L’Apollo di Veio presenta dimensioni naturali. Stilisticamente ricorda i koùroi della scultura greca. Rispetto a questi modelli greci la statua dell’Apollo presenta un movimento delle gambe più accentuato. La scultura presenta particolari scolpiti molto dettagliati. Questa finezza esecutiva dimostra l’abilità della scuola di Vulca. Sul viso mostra un tipico sorriso arcaico.

La statua presenta un modellato che separa chiaramente i volumi della muscolatura e dei panneggi. Infatti le pieghe dell’abito sono molto aderenti. Inoltre la figura di Apollo è particolarmente dinamica.

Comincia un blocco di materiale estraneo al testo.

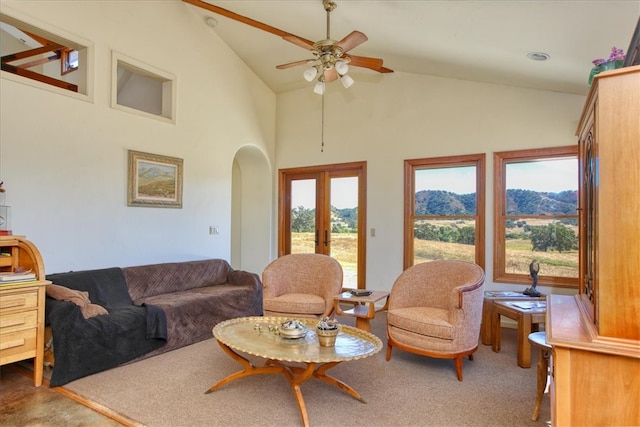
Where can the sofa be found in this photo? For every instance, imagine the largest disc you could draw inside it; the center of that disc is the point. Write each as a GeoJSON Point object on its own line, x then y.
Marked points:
{"type": "Point", "coordinates": [150, 309]}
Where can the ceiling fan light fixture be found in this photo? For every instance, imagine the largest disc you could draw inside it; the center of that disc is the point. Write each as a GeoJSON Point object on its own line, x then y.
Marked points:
{"type": "Point", "coordinates": [319, 88]}
{"type": "Point", "coordinates": [347, 81]}
{"type": "Point", "coordinates": [342, 67]}
{"type": "Point", "coordinates": [310, 73]}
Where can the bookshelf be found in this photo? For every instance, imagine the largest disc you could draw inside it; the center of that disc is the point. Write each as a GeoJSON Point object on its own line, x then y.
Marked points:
{"type": "Point", "coordinates": [22, 305]}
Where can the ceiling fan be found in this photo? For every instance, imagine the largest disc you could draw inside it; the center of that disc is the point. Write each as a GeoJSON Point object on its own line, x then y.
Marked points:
{"type": "Point", "coordinates": [331, 59]}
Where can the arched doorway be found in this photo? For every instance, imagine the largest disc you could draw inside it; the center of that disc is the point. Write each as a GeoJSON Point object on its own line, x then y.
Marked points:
{"type": "Point", "coordinates": [251, 210]}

Nella scultura si coglie l’influenza della scultura greca contemporanea alla sua esecuzione. Questa influenza fu presente anche nelle altre sculture dell’epoca e conferma la derivazione da modelli greci. Sono riconoscibili infatti modelli scultorei in stile Attico e in stile Ionico. La commissione tra stile greco e manifattura etrusca si evidenzia poi nella posizione del protagonista particolarmente dinamica nel passo che sta compiendo in avanti. Inoltre sono tipici del gusto etrusco il sorriso e l’espressione che assume Apollo derivata da una concezione arcaica.

La tecnica

L’Apollo di Veio è una terracotta policroma di 181 cm di altezza. Lo scultore realizzò corpo, testa, braccia e gambe separatamente e le mise insieme in seguito alla cottura. La statua poi permette di apprezzare le capacità tecniche degli artigiani etruschi e la loro finezza esecutiva. Secondo alcuni storici questa grande abilità derivava dall’aspirazione spirituale che motivava la realizzazione di queste statue. Infatti gli artisti etruschi tennero sempre ben presente la finalità religiosa delle loro statue. Diversamente gli artisti greci concepirono le proprie opere anche come creazioni autonome legate ad una pratica estetica e non solamente religiosa o etica.

La luce sulla scultura

La superficie dell’Apollo di Veio era dipinta. I capelli erano colorati di nero. La pelle invece era di colore rosso violaceo. La veste e il mantello poi erano rese con due diverse sfumature di ocra, bianco e nero.

Rapporto con lo spazio

Vulca progettò una scultura che tiene conto del punto di vista dal basso visto che la statua del dio era destinata al tetto del tempio. Infatti anche le altre statue presentano deformazioni ottiche necessarie a correggere la prospettiva dal basso.

La struttura

La figura scolpita di Apollo è raffigurata nell’azione di incedere in avanti. Quindi i piedi sono distanziati e le gambe leggermente divaricate. L’autore così progettò un appoggio centrale decorato che offre un terzo sostegno alla scultura.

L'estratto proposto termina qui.